“We are here and we are queer!” Alex Dumas, president of Sierra Nevada
College’s Pride Club, cried valiantly at its first meeting of the fall semester.
This, Dumas says, is the essence of pride club: existing exactly as she is and being proud of it. The meeting kicked off with pizza, laughter, and heartfelt stories about experiences of being a part of the LGBT+ community. Pride Club meets Tuesdays at 7 p.m. in the second floor common room of Prim-Schultz Hall on SNC’s campus. The meetings are primarily educational but are also open to many types of discussion. Some of the topics discussed during the meeting ranged from polyamorous or open relationships and the spectrum of sexuality, to coping with an unaccepting family. Alex Dumas says that she wants the club to be a safe place for people all over the Tahoe community, whether gay, straight, male, female or anywhere in-between, to find common ground and give and receive support, as well as become educated on the topic.

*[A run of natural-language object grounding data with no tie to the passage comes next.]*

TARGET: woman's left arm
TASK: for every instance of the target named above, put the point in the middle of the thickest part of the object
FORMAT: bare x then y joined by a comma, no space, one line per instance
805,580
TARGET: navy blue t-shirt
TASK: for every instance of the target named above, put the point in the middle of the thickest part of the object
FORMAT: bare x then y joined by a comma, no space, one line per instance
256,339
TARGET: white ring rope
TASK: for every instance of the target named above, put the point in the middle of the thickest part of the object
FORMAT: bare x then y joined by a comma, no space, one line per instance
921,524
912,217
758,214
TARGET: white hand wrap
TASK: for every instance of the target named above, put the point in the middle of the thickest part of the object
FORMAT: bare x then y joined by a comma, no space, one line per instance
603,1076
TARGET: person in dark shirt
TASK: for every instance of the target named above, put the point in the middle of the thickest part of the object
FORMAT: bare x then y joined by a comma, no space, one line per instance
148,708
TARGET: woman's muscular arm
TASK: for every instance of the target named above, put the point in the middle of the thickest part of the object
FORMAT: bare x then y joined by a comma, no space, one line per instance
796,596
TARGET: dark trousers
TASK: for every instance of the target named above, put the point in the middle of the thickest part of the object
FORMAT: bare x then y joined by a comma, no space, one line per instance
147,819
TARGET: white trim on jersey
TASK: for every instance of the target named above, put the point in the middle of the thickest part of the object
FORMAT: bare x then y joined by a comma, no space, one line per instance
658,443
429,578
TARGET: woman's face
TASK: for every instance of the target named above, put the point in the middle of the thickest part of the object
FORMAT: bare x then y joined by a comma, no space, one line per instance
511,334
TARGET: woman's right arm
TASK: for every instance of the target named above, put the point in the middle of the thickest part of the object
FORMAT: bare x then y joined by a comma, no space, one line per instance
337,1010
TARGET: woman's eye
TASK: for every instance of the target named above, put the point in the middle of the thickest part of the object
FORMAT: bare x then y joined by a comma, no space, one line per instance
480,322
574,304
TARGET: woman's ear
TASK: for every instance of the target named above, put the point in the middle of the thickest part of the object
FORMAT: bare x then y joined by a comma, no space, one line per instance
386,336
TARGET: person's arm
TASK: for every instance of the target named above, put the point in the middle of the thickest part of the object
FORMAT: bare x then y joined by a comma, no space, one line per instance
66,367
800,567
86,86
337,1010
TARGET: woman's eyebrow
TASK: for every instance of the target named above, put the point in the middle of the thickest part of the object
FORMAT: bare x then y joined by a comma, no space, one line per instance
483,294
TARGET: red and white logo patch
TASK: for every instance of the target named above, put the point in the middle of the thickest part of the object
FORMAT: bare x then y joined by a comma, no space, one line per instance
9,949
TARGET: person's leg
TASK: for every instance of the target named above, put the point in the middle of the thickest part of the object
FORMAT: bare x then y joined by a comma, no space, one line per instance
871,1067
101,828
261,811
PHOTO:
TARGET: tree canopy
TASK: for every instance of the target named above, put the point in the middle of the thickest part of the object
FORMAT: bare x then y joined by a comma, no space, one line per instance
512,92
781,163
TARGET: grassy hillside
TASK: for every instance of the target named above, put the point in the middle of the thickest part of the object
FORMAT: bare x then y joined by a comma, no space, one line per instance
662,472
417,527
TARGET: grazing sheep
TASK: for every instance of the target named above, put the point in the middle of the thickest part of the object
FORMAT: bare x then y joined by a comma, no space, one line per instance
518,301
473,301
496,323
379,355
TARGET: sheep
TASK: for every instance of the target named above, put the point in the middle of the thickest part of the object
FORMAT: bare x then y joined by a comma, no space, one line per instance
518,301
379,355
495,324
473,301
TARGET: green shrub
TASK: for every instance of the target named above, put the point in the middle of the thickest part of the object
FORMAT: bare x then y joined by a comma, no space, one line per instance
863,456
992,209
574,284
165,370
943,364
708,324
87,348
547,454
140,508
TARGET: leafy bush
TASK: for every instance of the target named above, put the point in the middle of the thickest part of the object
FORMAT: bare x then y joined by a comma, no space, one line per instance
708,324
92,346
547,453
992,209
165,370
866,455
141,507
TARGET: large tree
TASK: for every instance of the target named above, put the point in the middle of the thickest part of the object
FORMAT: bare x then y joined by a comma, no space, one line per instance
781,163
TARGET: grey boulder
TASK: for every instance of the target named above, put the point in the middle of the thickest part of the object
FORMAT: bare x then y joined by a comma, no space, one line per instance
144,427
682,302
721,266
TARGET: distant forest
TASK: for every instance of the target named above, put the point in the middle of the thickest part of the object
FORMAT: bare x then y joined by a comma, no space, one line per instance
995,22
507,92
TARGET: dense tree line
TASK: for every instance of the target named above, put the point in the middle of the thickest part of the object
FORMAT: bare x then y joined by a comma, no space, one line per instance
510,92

Dumas believes education regarding the LGBT+ community is important, such as using the correct pronouns or simply not using offensive phrases such as, “that’s so gay.”
“That’s a word that’s been associated with this community for so long, and you put that negative connotation on it and it teaches people that the thing that they are has this negative connotation which is not true,” Dumas said. “It’s a term that’s associated with loving other people, and we put this connotation on it as if it’s stupid or dumb and people start to believe that about themselves.”
“You love who you love, you are who you are, and there is nothing negative or wrong about that.”
Dumas also sponsored an event on campus on Oct. 11, National Coming Out Day, where members of Pride Club passed out rainbow Tahoe buttons and danced to music in the cafeteria. It was a celebration of love and acceptance, with rainbow streamers lining the cafeteria, a bold pride flag perched in the front, Lady Gaga music, and SNC’s supportive allies. One supporter is club advisor and director of student affairs, Lizzie Thibodeau.
Thibodeau explains she has been the advisor for the club for approximately 10 years, although over those years it is often difficult to find people to keep the club running. This year there has been a greater demand for it, and so it has expanded thanks to Dumas and her friends.
“I don’t see pride being any different than the rock climbing club,” Thibodeau said. “It’s just a different interest. I think the thing people get caught up in ‘Well, I’m not gay,’ and it’s like, ‘Well, that’s not what this is about.’ It’s about supporting everybody in your community as well as being able to educate people.”
Thibodeau grew up in a very liberal environment and was surprised to find as she grew older that anyone could have a problem with the LGBT+ community.
“It was really eye-opening to go into the world and know that there are other places where people are really hateful towards people because of their sexuality,” Thibodeau said. “The whole idea is that love is love and I feel like there are other things to worry about than who’s sleeping with who.
“It can be a really hard time for people to come out of the closet or embrace their sexuality. Sometimes our peers and our community use a certain language that prohibits that, I think it can make it that much harder.”
Thibodeau’s advice to students who see homophobic behavior happening on campus is to confront it.
“You have a couple options: you can get offended and defensive and strike back, (or) you could ask why?; because nine times out of 10 you’re going to get a completely different answer than what you are getting upset about. Then (they are) able to take a step back and be like ‘Why did I just say that?’ and understand the origin of where it came from.”
Many members of pride club come because they feel it is their duty to be supportive of their fellow peers, such as Freshman Nicolette Scardina.
“Even though I may not be a part of the community I still want to understand as much as I can,” Scardina said. “Everyone is different regardless of who you are or where you come from. The exposure to learning about how ‘straight’ isn’t a default or stipulation for being human (and) it’s important to being able to connect with people.
“I think of pride as accepting differences in a safe environment and belonging to something bigger than a societal norm.”